Slavkin H C, Cummings E, Bringas P, Honig L S
Prog Clin Biol Res. 1982;85 Pt B:249-59.
The mechanisms by which epithelial-mesenchymal interactions result in differentiation are not known. A number of recombinations between vertebrate tissues associated with epidermal organs (e.g. skin, feather, mammary gland, salivary gland, tooth organ) indicate that regional mesenchymal specificity is instructive for determination and differentiation of epithelial phenotypes. In epidermal organs within which mesenchyme becomes determined and differentiates into a unique phenotype, such as during tooth organogenesis and odontoblast differentiation. Does the epithelial-derived basal lamina regulate mesenchymal differentiation into odontoblasts and the expression of dentine extracellular matrix? Experiments were designed to test the hypothesis that murine or avian epithelial-derived basal lamina possess information which is instructive for determined dental mesenchyme to differentiate into odontoblasts. The strategy was to examine homologous and heterologous tissue recombinants between Theiler stage 25 C57BL/6 molar tooth organs and Hamburger-Hamilton equivalent stage 22-26 Japanese Pharoah quail mandibular processes. Trypsin-dissociated molar epithelium and mesenchyme, reconstituted, secreted a basal lamina within 8 hours and mesenchyme differentiated into odontoblasts and formed dentine matrix within 3 days. Isolated trypsin-dissociated mesenchyme did not differentiate in vitro, whereas heterologous recombinants between odontogenic mesenchyma and quail epithelia resulted in odontoblasts and dentine production. Mouse tooth or quail mandibular epithelia served to regulate odontogenic mesenchyme differentiation. EDTA-dissociated mouse molar mesenchyme, in the absence of epithelium but with adherent basal lamina, routinely differentiated into odontoblasts. Control tooth organs routinely formed both dentine and enamel extracellular matrices within 7-10 days in our serumless, chemically-defined organ culture system. Regulation of determined mesenchymal cells to differentiate into functional and highly specialized odontoblasts appears to be mediated by epithelial-derived basal lamina and is not species or organ-specific.

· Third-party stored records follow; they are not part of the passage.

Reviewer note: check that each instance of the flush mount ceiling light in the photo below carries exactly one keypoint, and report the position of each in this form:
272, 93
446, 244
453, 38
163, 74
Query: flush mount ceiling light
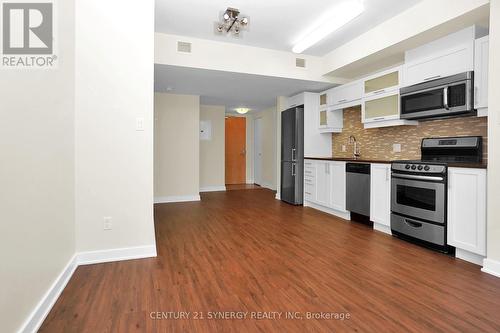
242, 110
338, 17
231, 23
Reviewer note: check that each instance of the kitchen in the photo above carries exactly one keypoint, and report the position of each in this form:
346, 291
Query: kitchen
403, 150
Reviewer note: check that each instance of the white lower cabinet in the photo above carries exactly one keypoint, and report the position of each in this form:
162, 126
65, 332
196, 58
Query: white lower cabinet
380, 197
338, 178
324, 185
467, 211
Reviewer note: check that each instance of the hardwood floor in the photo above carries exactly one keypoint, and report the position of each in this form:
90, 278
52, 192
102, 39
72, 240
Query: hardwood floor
245, 251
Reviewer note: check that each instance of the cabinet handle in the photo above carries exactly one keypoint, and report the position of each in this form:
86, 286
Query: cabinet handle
432, 77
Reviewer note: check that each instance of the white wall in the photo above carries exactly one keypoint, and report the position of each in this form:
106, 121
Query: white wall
114, 87
177, 147
268, 169
212, 152
37, 177
493, 230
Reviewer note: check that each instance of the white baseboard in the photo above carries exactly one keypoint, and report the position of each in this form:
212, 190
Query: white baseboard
268, 186
178, 198
382, 228
127, 253
342, 214
42, 309
491, 266
469, 256
213, 188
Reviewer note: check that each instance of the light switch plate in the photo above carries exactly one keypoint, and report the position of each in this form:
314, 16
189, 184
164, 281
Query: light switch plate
139, 124
107, 223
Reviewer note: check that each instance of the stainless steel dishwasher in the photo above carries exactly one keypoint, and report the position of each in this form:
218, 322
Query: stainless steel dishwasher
358, 188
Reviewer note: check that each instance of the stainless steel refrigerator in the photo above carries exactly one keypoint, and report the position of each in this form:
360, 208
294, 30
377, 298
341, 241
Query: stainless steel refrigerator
292, 155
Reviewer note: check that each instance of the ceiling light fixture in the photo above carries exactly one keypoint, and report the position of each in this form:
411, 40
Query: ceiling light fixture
231, 23
242, 110
340, 16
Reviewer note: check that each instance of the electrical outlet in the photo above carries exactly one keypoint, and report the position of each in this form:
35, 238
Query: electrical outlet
108, 223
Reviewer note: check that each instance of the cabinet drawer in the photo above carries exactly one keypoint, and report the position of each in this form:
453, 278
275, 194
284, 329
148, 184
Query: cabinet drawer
309, 181
309, 172
309, 191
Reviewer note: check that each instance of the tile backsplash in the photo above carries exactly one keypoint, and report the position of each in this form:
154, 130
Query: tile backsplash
377, 143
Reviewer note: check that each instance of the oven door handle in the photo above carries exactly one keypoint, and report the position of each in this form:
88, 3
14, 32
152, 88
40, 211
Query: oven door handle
413, 224
445, 98
404, 176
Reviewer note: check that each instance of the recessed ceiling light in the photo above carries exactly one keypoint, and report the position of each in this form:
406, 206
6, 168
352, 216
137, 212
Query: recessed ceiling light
242, 110
340, 16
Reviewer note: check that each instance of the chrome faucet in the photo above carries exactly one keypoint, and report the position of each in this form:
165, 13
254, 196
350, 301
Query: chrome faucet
356, 151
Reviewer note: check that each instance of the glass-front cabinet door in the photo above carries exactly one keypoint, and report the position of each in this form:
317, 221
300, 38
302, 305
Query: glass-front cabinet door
383, 107
383, 82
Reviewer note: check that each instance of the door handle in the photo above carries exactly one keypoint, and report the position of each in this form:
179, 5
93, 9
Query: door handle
445, 98
432, 77
413, 224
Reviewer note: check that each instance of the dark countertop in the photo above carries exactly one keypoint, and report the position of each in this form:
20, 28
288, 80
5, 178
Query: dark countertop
361, 160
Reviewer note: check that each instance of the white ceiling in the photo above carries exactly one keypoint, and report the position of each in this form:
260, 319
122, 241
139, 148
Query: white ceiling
274, 24
230, 89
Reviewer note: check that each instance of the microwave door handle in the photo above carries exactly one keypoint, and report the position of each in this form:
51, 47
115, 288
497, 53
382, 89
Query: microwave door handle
445, 98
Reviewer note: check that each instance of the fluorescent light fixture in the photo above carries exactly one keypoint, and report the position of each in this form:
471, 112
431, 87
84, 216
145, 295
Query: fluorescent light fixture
340, 16
242, 110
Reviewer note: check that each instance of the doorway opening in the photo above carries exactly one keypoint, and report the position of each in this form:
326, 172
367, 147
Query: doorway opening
235, 150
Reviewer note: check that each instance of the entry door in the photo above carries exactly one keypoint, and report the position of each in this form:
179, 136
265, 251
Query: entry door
258, 151
235, 150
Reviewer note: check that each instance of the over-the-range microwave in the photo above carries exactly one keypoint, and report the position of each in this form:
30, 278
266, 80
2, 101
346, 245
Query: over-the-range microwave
445, 97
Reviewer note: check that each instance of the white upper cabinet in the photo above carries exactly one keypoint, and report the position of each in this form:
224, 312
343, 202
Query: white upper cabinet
382, 82
315, 143
380, 196
294, 101
346, 95
467, 209
443, 57
481, 61
380, 104
453, 61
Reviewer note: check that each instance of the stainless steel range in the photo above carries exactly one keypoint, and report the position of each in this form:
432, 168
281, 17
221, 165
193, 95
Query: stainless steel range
419, 189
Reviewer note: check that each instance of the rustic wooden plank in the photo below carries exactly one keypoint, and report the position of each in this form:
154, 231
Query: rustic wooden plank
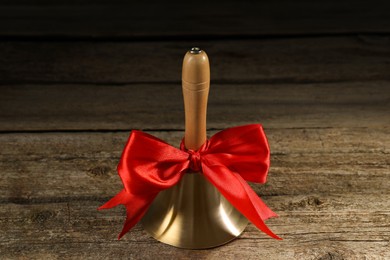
53, 167
324, 59
118, 19
153, 106
347, 226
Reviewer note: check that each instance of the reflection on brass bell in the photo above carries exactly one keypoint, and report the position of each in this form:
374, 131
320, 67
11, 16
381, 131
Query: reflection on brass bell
193, 214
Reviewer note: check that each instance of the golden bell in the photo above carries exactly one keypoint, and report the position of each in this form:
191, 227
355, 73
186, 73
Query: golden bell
193, 214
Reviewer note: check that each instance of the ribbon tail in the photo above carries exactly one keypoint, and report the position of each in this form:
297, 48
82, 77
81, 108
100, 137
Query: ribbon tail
240, 195
119, 199
136, 207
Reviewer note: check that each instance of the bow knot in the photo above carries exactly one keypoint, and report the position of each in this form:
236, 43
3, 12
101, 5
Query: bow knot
195, 164
227, 160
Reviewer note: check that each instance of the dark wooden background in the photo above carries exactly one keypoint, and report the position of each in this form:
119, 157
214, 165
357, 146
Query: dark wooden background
77, 76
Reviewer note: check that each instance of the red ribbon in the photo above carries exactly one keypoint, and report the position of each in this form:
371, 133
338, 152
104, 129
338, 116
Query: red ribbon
228, 159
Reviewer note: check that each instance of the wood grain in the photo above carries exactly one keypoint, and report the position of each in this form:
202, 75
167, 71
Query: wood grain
40, 168
150, 106
338, 228
134, 20
302, 60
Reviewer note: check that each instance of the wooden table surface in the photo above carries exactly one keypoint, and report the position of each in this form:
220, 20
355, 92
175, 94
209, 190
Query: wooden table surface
77, 76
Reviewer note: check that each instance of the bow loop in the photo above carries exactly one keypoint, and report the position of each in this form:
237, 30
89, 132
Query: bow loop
149, 165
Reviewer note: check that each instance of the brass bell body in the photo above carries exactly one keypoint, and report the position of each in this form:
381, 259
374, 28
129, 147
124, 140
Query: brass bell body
193, 214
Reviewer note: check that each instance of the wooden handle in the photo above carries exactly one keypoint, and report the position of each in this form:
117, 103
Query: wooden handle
195, 85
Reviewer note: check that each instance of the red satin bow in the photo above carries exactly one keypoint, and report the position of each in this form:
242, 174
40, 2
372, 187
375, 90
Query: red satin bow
230, 158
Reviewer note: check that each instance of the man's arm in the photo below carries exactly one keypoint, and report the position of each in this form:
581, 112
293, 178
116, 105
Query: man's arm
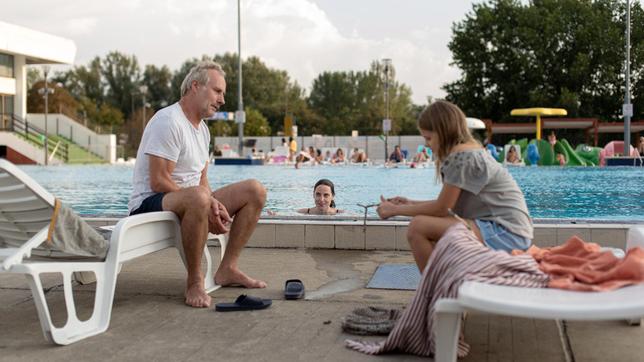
203, 181
160, 171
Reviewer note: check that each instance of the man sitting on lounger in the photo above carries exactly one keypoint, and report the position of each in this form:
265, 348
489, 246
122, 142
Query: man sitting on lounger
171, 174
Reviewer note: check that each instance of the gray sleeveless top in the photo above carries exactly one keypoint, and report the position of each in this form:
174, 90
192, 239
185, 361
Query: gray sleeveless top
488, 190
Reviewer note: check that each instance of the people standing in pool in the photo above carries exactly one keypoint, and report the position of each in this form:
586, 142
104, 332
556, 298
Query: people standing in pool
324, 198
640, 145
477, 191
339, 157
513, 156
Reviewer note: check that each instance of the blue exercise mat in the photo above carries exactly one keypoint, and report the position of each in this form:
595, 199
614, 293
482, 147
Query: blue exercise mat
395, 276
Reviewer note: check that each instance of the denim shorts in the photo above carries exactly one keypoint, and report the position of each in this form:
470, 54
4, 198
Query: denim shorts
150, 204
497, 237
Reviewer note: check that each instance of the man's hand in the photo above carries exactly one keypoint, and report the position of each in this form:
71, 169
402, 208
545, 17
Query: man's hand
398, 200
218, 219
386, 209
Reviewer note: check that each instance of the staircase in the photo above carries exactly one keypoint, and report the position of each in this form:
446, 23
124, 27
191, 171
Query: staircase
59, 149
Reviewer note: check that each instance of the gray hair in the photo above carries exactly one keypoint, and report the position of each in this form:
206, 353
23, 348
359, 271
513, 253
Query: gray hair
199, 73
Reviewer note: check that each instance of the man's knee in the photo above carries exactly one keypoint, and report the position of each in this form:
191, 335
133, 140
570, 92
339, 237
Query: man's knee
257, 190
414, 229
198, 198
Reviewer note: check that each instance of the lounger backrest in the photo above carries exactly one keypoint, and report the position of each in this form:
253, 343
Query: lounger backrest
25, 207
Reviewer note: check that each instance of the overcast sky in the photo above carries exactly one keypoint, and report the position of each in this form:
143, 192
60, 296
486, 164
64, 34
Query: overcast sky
303, 37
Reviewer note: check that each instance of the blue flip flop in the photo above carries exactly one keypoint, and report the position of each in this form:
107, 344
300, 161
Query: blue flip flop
293, 289
244, 302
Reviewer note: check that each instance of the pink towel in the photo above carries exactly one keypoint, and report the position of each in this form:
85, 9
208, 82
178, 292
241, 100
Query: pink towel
578, 265
458, 256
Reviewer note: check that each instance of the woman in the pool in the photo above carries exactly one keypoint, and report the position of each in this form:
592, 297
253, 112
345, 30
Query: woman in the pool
323, 195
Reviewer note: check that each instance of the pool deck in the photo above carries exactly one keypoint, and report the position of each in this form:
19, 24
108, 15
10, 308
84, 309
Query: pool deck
150, 322
354, 233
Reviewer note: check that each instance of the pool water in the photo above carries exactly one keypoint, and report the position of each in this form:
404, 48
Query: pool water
592, 193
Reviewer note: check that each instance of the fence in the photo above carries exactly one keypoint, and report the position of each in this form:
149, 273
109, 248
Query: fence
374, 146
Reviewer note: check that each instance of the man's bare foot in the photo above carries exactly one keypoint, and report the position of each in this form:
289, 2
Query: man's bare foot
230, 276
196, 296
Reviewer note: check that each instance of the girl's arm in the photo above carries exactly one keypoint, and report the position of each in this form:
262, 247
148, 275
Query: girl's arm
446, 200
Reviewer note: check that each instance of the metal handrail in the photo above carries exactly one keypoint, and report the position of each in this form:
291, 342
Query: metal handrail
36, 135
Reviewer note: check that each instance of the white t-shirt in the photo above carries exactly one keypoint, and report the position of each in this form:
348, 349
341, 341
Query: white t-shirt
170, 135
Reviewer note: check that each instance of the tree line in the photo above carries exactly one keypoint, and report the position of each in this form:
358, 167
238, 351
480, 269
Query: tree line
108, 93
547, 53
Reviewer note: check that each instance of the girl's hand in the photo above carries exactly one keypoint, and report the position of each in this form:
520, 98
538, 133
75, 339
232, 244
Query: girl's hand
386, 209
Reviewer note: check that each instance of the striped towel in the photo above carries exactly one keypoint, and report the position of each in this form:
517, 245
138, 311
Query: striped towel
458, 257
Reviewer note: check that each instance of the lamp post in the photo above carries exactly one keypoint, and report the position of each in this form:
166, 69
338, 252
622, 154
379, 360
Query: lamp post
45, 93
386, 123
240, 116
144, 91
627, 108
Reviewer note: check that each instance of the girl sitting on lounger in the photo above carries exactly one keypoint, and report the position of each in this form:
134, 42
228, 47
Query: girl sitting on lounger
475, 186
323, 195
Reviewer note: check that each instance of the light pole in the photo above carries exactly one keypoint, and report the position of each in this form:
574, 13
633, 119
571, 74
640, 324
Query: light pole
144, 91
45, 92
627, 108
386, 123
240, 117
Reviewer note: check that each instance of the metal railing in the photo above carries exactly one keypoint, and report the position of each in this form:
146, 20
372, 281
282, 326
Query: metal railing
56, 146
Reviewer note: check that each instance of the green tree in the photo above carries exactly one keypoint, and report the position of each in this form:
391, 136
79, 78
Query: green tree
270, 91
158, 81
551, 53
256, 124
122, 76
355, 101
60, 101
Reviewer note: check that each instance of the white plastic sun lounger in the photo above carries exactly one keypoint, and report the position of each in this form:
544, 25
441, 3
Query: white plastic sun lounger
540, 303
25, 213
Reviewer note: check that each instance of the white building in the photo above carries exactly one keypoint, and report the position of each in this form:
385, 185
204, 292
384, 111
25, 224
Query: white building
20, 47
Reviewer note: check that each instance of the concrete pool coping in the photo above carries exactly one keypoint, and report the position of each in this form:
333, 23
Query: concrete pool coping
355, 233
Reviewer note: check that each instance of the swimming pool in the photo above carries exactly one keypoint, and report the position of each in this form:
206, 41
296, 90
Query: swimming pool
592, 193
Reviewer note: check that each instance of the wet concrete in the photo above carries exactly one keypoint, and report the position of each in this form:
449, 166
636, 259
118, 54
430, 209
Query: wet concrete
150, 322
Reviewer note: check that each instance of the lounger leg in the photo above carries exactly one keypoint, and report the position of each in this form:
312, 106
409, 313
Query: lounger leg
41, 304
75, 329
447, 329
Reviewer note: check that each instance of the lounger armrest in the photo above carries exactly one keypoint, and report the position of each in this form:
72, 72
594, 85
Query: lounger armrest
142, 234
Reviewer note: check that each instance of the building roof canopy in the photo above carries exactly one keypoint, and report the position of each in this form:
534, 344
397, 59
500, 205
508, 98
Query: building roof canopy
37, 47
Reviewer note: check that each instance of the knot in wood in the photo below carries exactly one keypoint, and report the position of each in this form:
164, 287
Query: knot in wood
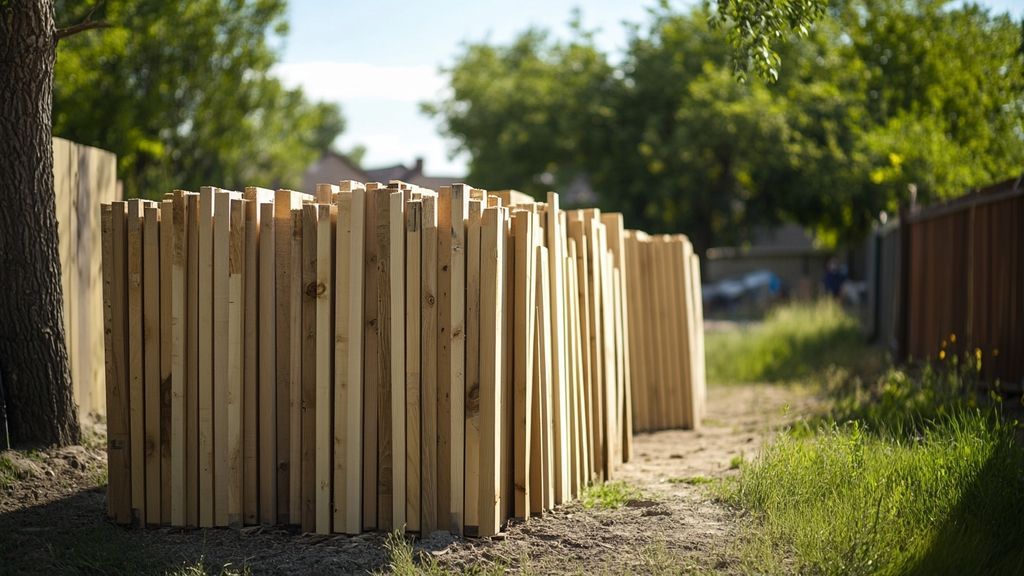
314, 289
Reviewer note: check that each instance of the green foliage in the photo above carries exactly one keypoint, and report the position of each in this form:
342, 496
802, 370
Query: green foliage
199, 568
757, 26
180, 91
609, 495
796, 341
878, 95
849, 502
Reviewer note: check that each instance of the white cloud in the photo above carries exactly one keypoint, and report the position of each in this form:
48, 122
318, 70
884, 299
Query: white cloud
350, 81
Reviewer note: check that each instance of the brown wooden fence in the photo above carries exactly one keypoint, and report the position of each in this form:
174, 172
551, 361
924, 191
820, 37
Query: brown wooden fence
951, 277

上皮-间充质相互作用导致分化的机制尚不清楚。一些与表皮器官相关的脊椎动物组织(如皮肤、羽毛、乳腺、唾液腺、牙器官)之间的重组表明,区域间充质特异性对上皮表型的确定和分化具有指导作用。在间充质被确定并分化为独特表型的表皮器官中,比如在牙器官发生和成牙本质细胞分化过程中。上皮来源的基膜是否调节间充质向成牙本质细胞的分化以及牙本质细胞外基质的表达?设计实验来检验这一假设,即小鼠或禽类上皮来源的基膜具有指导已确定的牙间充质分化为成牙本质细胞的信息。策略是检查第25期Theiler阶段的C57BL/6磨牙器官与Hamburger-Hamilton等效的第22 - 26期日本法老鹌鹑下颌突之间的同源和异源组织重组体。经胰蛋白酶解离的磨牙上皮和间充质重新组合后,在8小时内分泌基膜,间充质在3天内分化为成牙本质细胞并形成牙本质基质。分离的经胰蛋白酶解离的间充质在体外不发生分化,而成牙间充质与鹌鹑上皮之间的异源重组体则产生成牙本质细胞并形成牙本质。小鼠牙齿或鹌鹑下颌上皮起到调节成牙间充质分化的作用。在没有上皮但有附着基膜的情况下,经乙二胺四乙酸(EDTA)解离的小鼠磨牙间充质通常会分化为成牙本质细胞。在我们无血清、化学成分明确的器官培养系统中,对照牙器官通常在7 - 10天内形成牙本质和釉质细胞外基质。已确定的间充质细胞向功能性和高度特化的成牙本质细胞分化的调节似乎是由上皮来源的基膜介导的,且不具有物种或器官特异性。